Ernest Gracia tells me that there was an experiment some years ago to allow up to 10% dark feathers in the classes for clear birds in Section E (type/posture canaries). It proved so contentious that the experiment was quickly abandoned. Will the Lizard’s cap suffer the same fate?
The new COM classification for the Lizard canary is welcome, but it assumes that the judges will have a good knowledge of the definition of the cap. If they don’t, there is a danger that some good birds will be disqualified. In this article I am going to explain how I assess the three categories: clear cap, broken cap and non cap (1). I assume that my readers will be familiar with the boundary of the ideal cap; anyone needing a refresher should read Lizard canary basics, part 4: the cap.
At the time of writing, COM has not published a definition of the three caps. The only official guidance is the LCA definition, which can be summarised as:
Clear cap: ideally 100% clear, but up to 10% dark feathers are permitted within the boundary of the cap.
Non cap*: ideally 100% dark, but up to 10% light feathers are permitted within the boundary of the cap.

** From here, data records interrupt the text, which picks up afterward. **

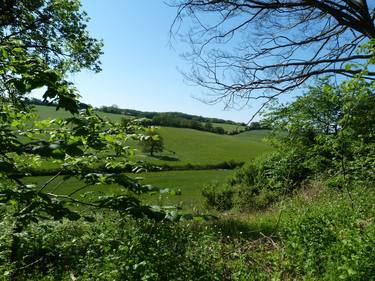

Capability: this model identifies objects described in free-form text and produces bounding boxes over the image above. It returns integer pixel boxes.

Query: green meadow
[24,106,271,208]
[23,170,233,211]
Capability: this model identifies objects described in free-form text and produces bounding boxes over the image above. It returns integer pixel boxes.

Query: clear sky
[73,0,264,122]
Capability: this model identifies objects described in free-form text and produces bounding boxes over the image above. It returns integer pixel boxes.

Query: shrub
[202,185,234,211]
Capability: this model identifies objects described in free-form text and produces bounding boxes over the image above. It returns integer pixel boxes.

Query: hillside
[36,105,271,166]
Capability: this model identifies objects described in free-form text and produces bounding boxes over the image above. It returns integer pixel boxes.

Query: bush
[280,186,375,280]
[202,185,234,211]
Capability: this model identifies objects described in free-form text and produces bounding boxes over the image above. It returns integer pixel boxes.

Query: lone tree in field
[141,127,164,156]
[169,0,375,114]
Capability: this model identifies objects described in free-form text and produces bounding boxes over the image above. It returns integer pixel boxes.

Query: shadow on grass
[151,155,180,161]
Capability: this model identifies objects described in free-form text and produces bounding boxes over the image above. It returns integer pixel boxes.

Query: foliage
[217,74,375,210]
[140,127,164,156]
[280,186,375,280]
[172,0,375,107]
[100,106,247,135]
[202,185,234,211]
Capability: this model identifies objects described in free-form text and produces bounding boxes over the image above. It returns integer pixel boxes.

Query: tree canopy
[170,0,375,112]
[0,0,102,112]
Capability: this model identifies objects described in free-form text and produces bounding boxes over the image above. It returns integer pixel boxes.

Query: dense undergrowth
[0,183,375,280]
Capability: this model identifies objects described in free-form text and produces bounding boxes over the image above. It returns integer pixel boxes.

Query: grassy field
[212,123,245,132]
[25,103,271,211]
[36,106,271,168]
[145,127,270,165]
[24,170,233,211]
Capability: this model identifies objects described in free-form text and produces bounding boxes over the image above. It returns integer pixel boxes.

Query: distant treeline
[27,98,267,135]
[98,105,267,135]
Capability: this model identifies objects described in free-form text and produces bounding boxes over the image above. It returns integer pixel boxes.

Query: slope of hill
[32,105,271,167]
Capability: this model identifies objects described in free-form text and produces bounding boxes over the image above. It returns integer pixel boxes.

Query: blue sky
[73,0,268,122]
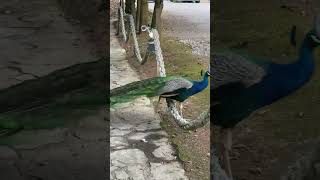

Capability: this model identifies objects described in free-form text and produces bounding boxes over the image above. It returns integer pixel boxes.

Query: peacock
[210,16,320,179]
[110,71,210,116]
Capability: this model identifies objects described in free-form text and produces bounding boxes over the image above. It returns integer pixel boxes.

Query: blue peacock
[210,16,320,178]
[110,71,210,115]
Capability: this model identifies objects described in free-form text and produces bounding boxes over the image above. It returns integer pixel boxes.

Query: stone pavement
[0,0,95,89]
[0,0,107,180]
[110,19,188,180]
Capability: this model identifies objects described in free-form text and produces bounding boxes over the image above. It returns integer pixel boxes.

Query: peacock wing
[158,77,193,95]
[210,54,266,89]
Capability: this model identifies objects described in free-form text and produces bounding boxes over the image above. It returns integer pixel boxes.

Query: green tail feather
[110,76,177,107]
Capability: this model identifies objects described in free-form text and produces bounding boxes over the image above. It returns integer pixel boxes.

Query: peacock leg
[180,102,183,117]
[222,128,233,180]
[156,96,161,112]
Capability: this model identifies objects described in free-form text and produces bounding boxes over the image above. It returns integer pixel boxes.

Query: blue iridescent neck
[296,31,318,66]
[192,73,209,93]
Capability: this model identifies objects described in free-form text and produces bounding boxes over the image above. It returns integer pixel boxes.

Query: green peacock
[110,71,210,114]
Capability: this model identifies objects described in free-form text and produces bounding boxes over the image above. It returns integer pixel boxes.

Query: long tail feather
[110,76,175,107]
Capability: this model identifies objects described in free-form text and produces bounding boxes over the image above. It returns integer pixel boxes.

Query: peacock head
[200,69,211,77]
[309,15,320,46]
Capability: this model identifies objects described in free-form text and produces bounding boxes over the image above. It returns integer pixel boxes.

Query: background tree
[151,0,163,34]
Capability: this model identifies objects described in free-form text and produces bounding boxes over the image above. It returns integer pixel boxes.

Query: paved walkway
[0,0,107,180]
[110,19,187,180]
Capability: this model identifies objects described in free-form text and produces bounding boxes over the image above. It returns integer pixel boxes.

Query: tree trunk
[136,0,141,34]
[151,0,163,35]
[130,0,136,19]
[125,0,132,14]
[140,0,149,25]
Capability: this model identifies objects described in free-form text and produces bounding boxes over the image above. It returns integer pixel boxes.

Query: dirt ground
[0,0,108,180]
[211,0,320,180]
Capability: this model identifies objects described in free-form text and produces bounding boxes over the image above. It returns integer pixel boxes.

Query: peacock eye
[311,35,320,44]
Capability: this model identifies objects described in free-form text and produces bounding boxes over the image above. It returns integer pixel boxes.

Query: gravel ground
[110,0,118,19]
[149,1,210,57]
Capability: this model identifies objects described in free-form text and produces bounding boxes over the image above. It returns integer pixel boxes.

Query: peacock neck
[277,33,317,91]
[191,74,209,94]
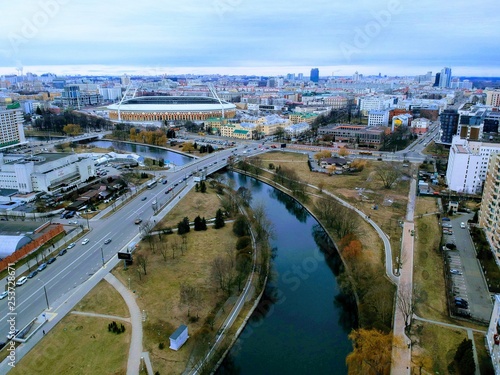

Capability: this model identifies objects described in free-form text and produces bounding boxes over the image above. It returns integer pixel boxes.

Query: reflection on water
[217,172,356,374]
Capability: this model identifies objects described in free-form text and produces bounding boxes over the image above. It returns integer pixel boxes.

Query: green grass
[9,315,131,375]
[412,321,467,374]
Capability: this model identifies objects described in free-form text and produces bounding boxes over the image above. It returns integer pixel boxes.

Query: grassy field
[113,191,240,374]
[412,321,467,374]
[413,198,449,321]
[74,280,130,318]
[155,184,220,230]
[9,315,131,375]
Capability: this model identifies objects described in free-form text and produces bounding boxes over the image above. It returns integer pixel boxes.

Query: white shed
[170,324,189,350]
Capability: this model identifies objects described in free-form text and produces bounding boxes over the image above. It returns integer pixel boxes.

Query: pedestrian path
[104,273,142,375]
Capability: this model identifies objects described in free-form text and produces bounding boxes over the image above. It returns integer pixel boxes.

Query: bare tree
[159,240,168,262]
[135,254,148,275]
[375,162,402,189]
[396,284,415,331]
[179,283,200,316]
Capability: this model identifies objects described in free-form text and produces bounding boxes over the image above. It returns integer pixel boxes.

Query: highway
[0,146,264,341]
[0,131,437,341]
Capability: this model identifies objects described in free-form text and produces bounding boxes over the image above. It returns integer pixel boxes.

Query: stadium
[108,96,236,122]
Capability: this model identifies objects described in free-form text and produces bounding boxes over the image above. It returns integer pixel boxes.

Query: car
[36,263,47,272]
[28,270,38,279]
[7,329,19,340]
[16,276,28,286]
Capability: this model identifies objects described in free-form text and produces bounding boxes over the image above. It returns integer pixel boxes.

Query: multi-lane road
[0,146,263,341]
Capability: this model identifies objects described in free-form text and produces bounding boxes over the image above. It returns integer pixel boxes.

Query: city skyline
[0,0,500,77]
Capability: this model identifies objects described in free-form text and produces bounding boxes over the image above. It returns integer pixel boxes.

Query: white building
[99,87,122,100]
[411,117,431,134]
[0,109,26,149]
[283,122,311,137]
[368,111,389,126]
[0,153,95,194]
[170,324,189,350]
[446,135,500,194]
[486,294,500,375]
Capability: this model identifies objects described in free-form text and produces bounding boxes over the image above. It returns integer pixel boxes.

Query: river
[217,172,356,375]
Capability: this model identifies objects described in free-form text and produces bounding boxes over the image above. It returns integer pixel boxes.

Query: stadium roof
[108,96,236,112]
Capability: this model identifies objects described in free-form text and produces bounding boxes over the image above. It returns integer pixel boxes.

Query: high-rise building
[479,153,500,258]
[310,68,319,83]
[0,109,26,148]
[485,90,500,107]
[439,109,460,144]
[439,67,451,87]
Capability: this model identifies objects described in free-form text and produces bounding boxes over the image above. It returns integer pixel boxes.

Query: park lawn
[74,280,130,318]
[474,332,494,374]
[155,185,221,230]
[113,223,236,374]
[9,314,131,375]
[413,213,450,322]
[412,321,467,374]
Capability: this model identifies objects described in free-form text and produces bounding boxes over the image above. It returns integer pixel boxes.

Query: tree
[375,162,402,189]
[454,339,476,375]
[346,328,402,375]
[179,283,200,317]
[194,215,203,231]
[177,217,190,235]
[135,254,148,275]
[314,150,332,163]
[214,208,226,229]
[396,284,415,331]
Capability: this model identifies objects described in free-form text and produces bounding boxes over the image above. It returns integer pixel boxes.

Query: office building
[0,153,95,194]
[439,109,459,144]
[439,67,451,88]
[479,150,500,263]
[0,109,26,149]
[485,90,500,107]
[310,68,319,83]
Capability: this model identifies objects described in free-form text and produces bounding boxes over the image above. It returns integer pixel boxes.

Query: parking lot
[442,214,493,321]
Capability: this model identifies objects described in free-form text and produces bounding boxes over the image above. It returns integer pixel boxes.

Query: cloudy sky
[0,0,500,76]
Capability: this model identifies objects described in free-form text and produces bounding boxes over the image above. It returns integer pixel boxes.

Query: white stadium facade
[108,96,236,122]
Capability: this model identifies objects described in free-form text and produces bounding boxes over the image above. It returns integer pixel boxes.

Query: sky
[0,0,500,77]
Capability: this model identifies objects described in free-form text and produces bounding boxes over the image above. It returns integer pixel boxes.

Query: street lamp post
[38,279,50,310]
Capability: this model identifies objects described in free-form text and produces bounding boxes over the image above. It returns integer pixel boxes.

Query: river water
[217,172,356,375]
[26,137,357,375]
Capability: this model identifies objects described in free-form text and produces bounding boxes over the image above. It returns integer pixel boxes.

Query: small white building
[170,324,189,350]
[486,294,500,375]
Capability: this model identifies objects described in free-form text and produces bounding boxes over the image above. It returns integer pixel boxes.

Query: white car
[16,276,28,286]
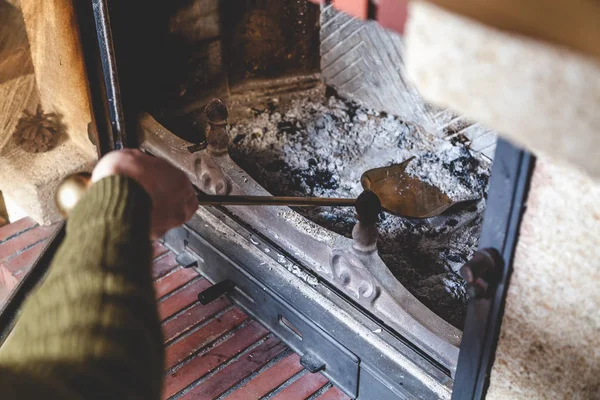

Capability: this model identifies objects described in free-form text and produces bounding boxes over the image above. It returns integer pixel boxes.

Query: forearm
[0,176,163,399]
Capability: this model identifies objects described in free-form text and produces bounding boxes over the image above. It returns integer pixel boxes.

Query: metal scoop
[198,157,462,218]
[56,157,462,218]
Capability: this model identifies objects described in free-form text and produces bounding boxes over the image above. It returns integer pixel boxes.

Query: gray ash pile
[230,97,491,329]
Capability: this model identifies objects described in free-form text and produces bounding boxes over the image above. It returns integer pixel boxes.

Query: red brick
[158,279,211,321]
[152,240,169,260]
[317,386,350,400]
[154,267,199,298]
[152,253,178,279]
[163,322,269,398]
[163,297,231,342]
[4,242,45,276]
[0,217,36,242]
[181,337,286,400]
[377,0,408,33]
[165,307,248,369]
[227,354,302,400]
[333,0,369,19]
[272,372,327,400]
[0,226,56,260]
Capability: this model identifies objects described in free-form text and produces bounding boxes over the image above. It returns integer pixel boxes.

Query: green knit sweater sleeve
[0,176,163,399]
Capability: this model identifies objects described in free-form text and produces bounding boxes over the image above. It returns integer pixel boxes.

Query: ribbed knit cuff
[67,175,152,238]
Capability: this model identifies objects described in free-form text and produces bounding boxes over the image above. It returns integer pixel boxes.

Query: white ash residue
[230,97,490,328]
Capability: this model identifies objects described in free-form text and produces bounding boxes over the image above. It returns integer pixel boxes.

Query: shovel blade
[360,157,458,218]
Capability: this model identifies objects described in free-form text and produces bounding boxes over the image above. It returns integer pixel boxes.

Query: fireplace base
[165,207,453,399]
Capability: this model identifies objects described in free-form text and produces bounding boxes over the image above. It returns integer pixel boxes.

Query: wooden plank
[227,353,302,400]
[163,322,269,398]
[272,372,328,400]
[162,296,231,342]
[154,268,199,298]
[0,1,33,84]
[21,0,96,157]
[317,386,349,400]
[152,253,179,279]
[181,337,288,400]
[165,307,248,369]
[158,279,211,321]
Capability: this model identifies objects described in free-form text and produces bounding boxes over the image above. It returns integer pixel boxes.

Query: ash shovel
[56,157,472,218]
[188,157,471,218]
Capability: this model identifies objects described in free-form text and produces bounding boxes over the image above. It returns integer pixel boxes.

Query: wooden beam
[21,0,96,156]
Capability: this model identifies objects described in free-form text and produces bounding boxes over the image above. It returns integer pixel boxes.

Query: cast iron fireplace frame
[0,0,535,399]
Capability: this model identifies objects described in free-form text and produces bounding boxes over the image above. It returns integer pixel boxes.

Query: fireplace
[109,1,506,398]
[0,0,529,399]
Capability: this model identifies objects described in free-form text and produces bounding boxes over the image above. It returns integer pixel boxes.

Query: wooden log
[0,1,37,149]
[21,0,96,156]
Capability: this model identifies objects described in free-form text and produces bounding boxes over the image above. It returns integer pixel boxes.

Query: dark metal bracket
[452,139,535,400]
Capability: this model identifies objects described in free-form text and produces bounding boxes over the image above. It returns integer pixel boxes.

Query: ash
[230,97,490,329]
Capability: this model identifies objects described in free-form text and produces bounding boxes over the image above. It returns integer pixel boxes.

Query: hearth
[130,1,495,398]
[0,0,531,399]
[139,76,489,397]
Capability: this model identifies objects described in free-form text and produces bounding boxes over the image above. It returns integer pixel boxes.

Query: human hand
[92,149,198,239]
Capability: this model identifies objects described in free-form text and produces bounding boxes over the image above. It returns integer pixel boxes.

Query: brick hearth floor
[0,218,348,400]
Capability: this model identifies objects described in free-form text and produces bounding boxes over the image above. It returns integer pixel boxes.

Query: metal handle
[54,172,92,218]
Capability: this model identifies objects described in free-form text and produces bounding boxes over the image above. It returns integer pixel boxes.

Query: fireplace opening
[146,0,491,329]
[138,0,495,382]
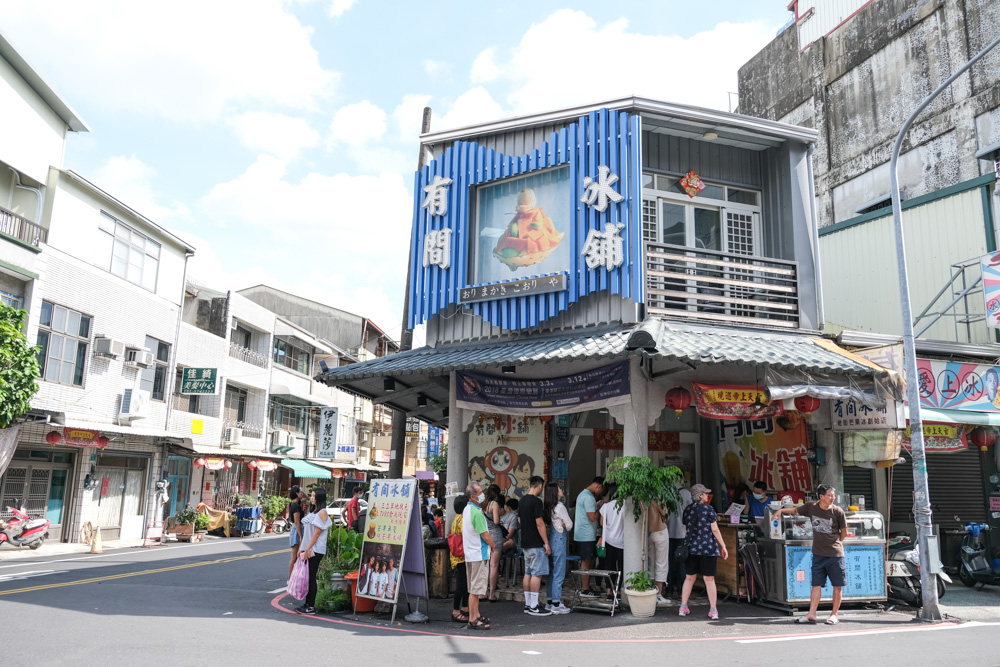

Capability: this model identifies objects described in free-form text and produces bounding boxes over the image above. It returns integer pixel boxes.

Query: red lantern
[795,396,819,419]
[972,427,997,452]
[666,387,691,417]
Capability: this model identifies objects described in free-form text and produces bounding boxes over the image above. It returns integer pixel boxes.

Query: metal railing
[646,242,799,329]
[229,342,271,368]
[0,207,49,248]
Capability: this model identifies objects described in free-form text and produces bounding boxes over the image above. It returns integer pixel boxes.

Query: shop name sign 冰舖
[181,368,219,394]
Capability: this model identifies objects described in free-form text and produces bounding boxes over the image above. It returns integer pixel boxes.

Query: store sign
[181,368,219,394]
[691,382,785,419]
[456,361,629,416]
[903,422,969,454]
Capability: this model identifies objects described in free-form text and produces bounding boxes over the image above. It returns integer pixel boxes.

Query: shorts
[576,540,597,562]
[813,554,847,588]
[524,547,549,577]
[684,554,719,577]
[465,560,490,597]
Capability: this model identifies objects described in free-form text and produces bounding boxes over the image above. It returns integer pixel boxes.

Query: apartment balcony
[229,342,271,368]
[0,207,49,248]
[646,242,799,329]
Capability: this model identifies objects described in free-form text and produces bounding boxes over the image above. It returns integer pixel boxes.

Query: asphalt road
[0,537,1000,667]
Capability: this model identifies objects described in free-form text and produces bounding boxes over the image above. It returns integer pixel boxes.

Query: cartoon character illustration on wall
[486,447,517,495]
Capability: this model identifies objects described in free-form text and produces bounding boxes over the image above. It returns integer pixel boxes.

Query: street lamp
[889,31,1000,621]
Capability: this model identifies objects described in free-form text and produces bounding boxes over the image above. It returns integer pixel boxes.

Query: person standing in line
[678,484,729,621]
[544,482,573,614]
[448,495,469,623]
[573,477,604,598]
[646,502,670,606]
[288,485,302,579]
[517,475,552,616]
[600,483,625,602]
[462,482,499,630]
[775,484,847,625]
[295,487,333,614]
[664,484,691,598]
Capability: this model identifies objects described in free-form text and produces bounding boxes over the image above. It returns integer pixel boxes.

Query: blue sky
[0,0,790,336]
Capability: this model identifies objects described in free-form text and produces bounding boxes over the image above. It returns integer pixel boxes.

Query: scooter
[956,517,1000,590]
[0,507,50,549]
[885,533,951,607]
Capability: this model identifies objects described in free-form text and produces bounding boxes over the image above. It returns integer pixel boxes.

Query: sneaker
[525,606,552,616]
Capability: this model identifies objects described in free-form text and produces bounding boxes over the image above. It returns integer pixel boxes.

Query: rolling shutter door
[892,449,986,528]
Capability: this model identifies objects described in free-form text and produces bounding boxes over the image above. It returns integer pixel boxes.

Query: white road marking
[736,621,1000,644]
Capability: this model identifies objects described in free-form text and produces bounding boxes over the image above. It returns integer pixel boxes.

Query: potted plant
[625,572,656,618]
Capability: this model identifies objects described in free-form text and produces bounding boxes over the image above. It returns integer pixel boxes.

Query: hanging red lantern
[665,387,691,418]
[795,396,819,419]
[971,427,997,452]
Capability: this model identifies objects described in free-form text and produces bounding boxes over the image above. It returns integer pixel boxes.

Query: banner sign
[594,428,681,452]
[469,413,549,498]
[903,422,969,454]
[357,479,421,604]
[456,361,629,416]
[716,417,812,493]
[691,382,785,419]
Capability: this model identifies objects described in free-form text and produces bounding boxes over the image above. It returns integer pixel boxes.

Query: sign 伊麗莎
[181,368,219,394]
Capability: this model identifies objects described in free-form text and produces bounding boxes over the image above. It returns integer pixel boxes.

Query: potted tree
[605,456,683,616]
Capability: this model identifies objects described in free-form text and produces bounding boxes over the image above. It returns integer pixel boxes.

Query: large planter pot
[625,588,656,618]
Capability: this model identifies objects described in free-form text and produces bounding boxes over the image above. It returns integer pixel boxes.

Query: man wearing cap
[775,484,847,625]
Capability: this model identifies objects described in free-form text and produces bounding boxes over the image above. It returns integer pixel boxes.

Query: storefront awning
[281,459,332,479]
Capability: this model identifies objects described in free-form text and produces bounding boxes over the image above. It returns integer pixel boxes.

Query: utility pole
[389,107,431,479]
[889,31,1000,621]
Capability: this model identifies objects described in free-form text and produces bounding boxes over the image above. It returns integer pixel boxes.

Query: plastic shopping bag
[288,558,309,600]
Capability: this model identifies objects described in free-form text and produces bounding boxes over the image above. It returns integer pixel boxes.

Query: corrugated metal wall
[820,188,989,343]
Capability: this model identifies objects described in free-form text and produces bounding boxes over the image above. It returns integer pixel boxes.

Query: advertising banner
[469,413,548,498]
[716,417,812,493]
[456,361,629,416]
[691,382,785,419]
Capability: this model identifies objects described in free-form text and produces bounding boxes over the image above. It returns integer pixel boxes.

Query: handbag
[288,558,309,600]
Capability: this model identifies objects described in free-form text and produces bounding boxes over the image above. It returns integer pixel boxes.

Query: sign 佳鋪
[181,368,219,394]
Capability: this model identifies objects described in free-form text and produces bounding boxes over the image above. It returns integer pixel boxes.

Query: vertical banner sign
[357,479,424,604]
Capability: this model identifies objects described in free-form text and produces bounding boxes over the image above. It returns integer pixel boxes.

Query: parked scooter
[0,507,49,549]
[885,533,951,607]
[955,517,1000,590]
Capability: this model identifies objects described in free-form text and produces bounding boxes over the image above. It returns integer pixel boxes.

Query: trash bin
[424,537,451,599]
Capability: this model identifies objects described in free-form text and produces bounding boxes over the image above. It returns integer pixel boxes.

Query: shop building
[321,98,899,572]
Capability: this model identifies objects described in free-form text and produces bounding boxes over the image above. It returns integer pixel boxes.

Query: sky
[0,0,791,338]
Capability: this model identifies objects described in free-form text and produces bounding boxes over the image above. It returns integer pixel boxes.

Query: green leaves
[605,456,683,521]
[0,304,40,428]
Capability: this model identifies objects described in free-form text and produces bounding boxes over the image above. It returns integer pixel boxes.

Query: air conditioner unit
[94,336,125,359]
[125,347,155,368]
[118,389,150,419]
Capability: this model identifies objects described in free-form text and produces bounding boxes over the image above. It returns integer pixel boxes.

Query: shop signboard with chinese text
[181,368,219,394]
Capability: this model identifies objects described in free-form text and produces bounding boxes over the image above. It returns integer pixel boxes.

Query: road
[0,537,1000,667]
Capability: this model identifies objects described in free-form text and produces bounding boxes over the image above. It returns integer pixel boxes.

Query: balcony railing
[0,207,49,248]
[229,343,271,368]
[646,243,799,329]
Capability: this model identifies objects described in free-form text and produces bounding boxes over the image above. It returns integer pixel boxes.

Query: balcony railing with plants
[646,242,799,329]
[0,207,49,248]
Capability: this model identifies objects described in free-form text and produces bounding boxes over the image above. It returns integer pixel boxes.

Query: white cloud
[0,0,339,122]
[229,111,319,160]
[327,100,386,148]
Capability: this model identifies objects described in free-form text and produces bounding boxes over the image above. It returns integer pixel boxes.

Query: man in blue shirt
[573,477,604,598]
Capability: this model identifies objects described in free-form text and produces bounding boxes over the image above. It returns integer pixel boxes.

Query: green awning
[920,408,1000,426]
[281,459,331,479]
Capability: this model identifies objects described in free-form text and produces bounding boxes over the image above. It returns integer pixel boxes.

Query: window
[98,211,160,291]
[274,338,312,375]
[37,301,91,387]
[139,336,170,401]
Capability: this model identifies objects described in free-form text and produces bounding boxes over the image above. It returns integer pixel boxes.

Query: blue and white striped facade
[409,109,643,330]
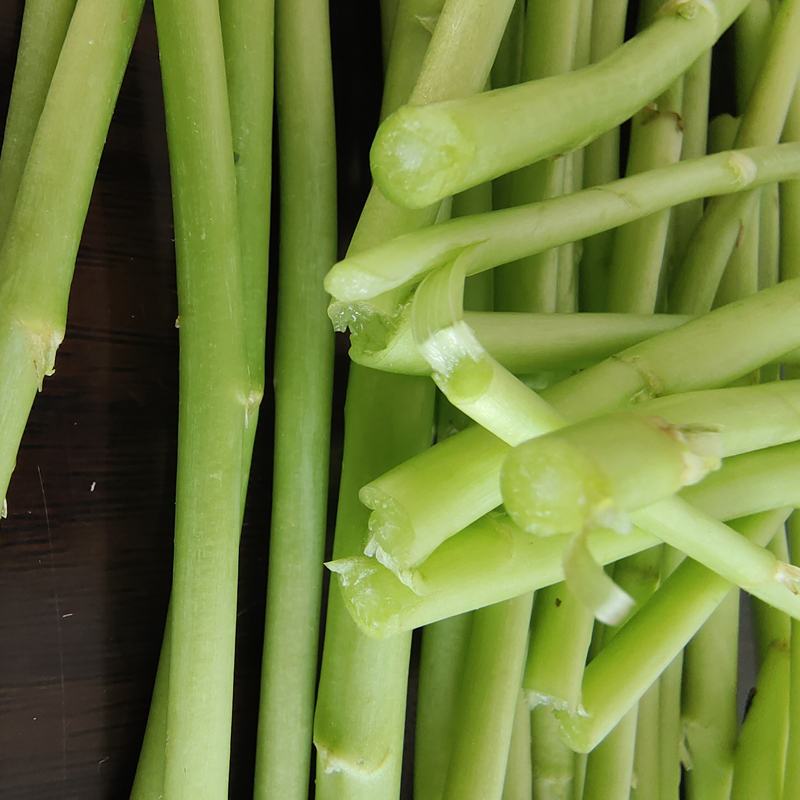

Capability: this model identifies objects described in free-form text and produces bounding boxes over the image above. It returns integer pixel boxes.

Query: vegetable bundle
[0,0,800,800]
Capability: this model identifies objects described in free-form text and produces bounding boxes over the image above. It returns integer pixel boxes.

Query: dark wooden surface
[0,6,271,800]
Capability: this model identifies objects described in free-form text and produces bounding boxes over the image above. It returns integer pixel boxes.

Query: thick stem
[0,0,143,510]
[414,614,472,800]
[325,144,800,304]
[156,0,249,800]
[670,0,800,314]
[442,594,533,800]
[256,0,337,800]
[0,0,77,253]
[370,0,746,208]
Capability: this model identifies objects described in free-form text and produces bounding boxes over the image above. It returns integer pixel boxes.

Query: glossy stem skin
[362,281,800,580]
[560,509,789,752]
[254,0,337,800]
[783,512,800,800]
[495,0,580,312]
[669,0,800,314]
[370,0,746,208]
[578,0,628,311]
[414,614,472,800]
[126,0,273,800]
[681,592,739,800]
[442,593,533,800]
[314,0,512,800]
[325,144,800,306]
[0,0,142,512]
[155,0,250,800]
[730,639,791,800]
[0,0,77,253]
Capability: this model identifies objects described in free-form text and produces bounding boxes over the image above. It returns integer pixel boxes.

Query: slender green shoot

Broken cap*: a Lizard that is neither a clear cap nor a non cap.
(* the dark feathers should ideally take the form of miniature spangles)
We will start with the perfect cap. These drawings have their limitations; anyone who wonders about my technique should refer to footnote (2). You will see a square that represents 10% of the notional area of the cap. Easy for me to draw, but difficult to assess in practice.
The tricky part is how do you measure 10% of the cap when judging a bird in a show cage? The short answer is that you can’t. Firstly you have to gauge where the boundaries of the ideal cap should lie; secondly you must assess what proportion of the cap has been lost; and finally you have to measure these areas on a live bird that is constantly moving! The best you can do is make an honest, but imperfect, assessment.
Let’s put this to the test. Have a look at examples A, B, C & D. They are all based on a particular type of broken cap known as a patch cap, where the dark feathers form an island surrounded by clear feathers. To make things easier, I have drawn the same shape in each example and simply scaled up or down. Which would you classify as a clear cap and which as a broken cap?
Answer: only B is a broken cap; none of the others exceed 10% dark feathers (3). Many people would say they are all broken caps, and I can’t blame them. A good judge will give them the benefit of the doubt.
The above is a hypothetical example; in real life broken caps come in all sizes and shapes. Most are easy to identify, like the bird in the centre of the photo at the head of this article. Others are even more difficult than caps A-D. Have a look at examples E-H. Rather than a single patch of dark feathers, they are spread around the cap. Would you place them in the clear cap or broken cap class?
Answer: they are all 10% dark. I know because I have a computer programme that tells me the total area of dark feathers within the boundary of the cap. A judge does not have that advantage. He, or she, has to form a general impression and act accordingly. Here are the same caps annotated with the outline of the perfect cap:
These sorts of caps are at a big disadvantage; they are neither good clear caps nor good broken caps. Technically the birds could still win if they are strong in spangles and all the other features, but in practice a good bird with a neater cap is very likely to beat them.
I hope these illustrations demonstrate how difficult it can be to assess a cap when it is close to the 10% limit. You have to be realistic about the limitations of the human eye. My advice is:
1. Don’t get obsessed about the exact proportions of light and dark in the cap. Be realistic and allow a fair margin of error.
2. If you are a judge, try to give the exhibitor the benefit of the doubt. Better to deduct an extra point than to disqualify a bird.
3. If you are an exhibitor, play safe. If in doubt, enter the bird as a broken cap.
- You may see other terms such as patch cap, short cap and ticked cap, but as far as the classification is concerned, there are only three types: clear cap, broken cap and non cap.
- The original illustrations were drawn in Vectorworks which calculates areas with precision, regardless of the complexity of the shape. The areas are based on 2D illustrations; they do not account for the curvature of the skull. For the purposes of the illustrations, I have shown the eyes partly concealed, but in practice I doubt that you would see them unless the bird turns its head. The same applies to the eyelash.
- Cap A has 9% dark feathers in its cap; cap B has 11%; cap C has 10% and cap D has 8%.